08 April 2011

Sore Throat

Ah, the joys of having children.  At the first sniff and nose wipe on sleeve I knew I was in for it.  My 3-year-old has picked up a cold from some unknown source.  And of course he bounces right back and I, in my old age, am debilitated.  We managed to venture out to ECFE and went for a walk around the lake today, but yesterday I had to cancel all my appointments and both of my rehearsals.  This is one of those rare cases when I am actually glad I am sick now and not next week (when the kids are in final rehearsals for Stations) or in a few weeks (when Sound of Music opens).  So I am taking this as a blessing and as another reminder of just how closely linked my health and my profession (performing arts) are.

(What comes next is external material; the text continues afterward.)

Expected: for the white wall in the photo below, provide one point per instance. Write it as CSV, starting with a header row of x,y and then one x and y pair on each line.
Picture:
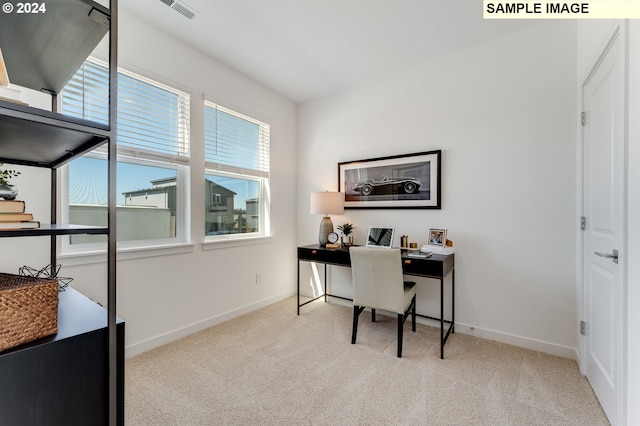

In other news, we are switching to a monthly plan with our chiropractor so I will get to go get an adjustment every week!
I believe this will be a huge help in my overall goal to stay healthy and specifically will help ward off any migraines which are my constant fear going into performances.  I have only ever had one migraine on stage and that was when I was doing Willy Wonka.  All those lights and sounds made it almost unbearable, but I had the luxury of only being on stage for the first act.  I always wonder what would happen if I got a migraine in the middle of cantoring for a funeral.  I get the auras, so it would be impossible to read the music.  And I couldn't just leave in the middle of it.  Anyway, it's never happened and hopefully it never will.  It's just one of those things that I worry about because that's just who I am.

Doing Sound of Music means I have been missing weekly rehearsals for Harmonic Patina.  There is a TON of music to learn and while I am making an effort to at least print it out, I have not had the time to really go through it the way that I should.  Once my cold clears up and I can produce more than a squeak when I try to sing, I am going to make a run-thru of the Harmonic Patina repertoire part of my daily warm-up.

Final thought: As a funeral cantor, there are occasional droughts where there are just no funerals for weeks at a time.  I always feel like a bad person for wishing a funeral would come up.  And when it finally does, I feel bad that I'm so elated.  I mean, I need to work.  I guess it's just one of those things only I worry about.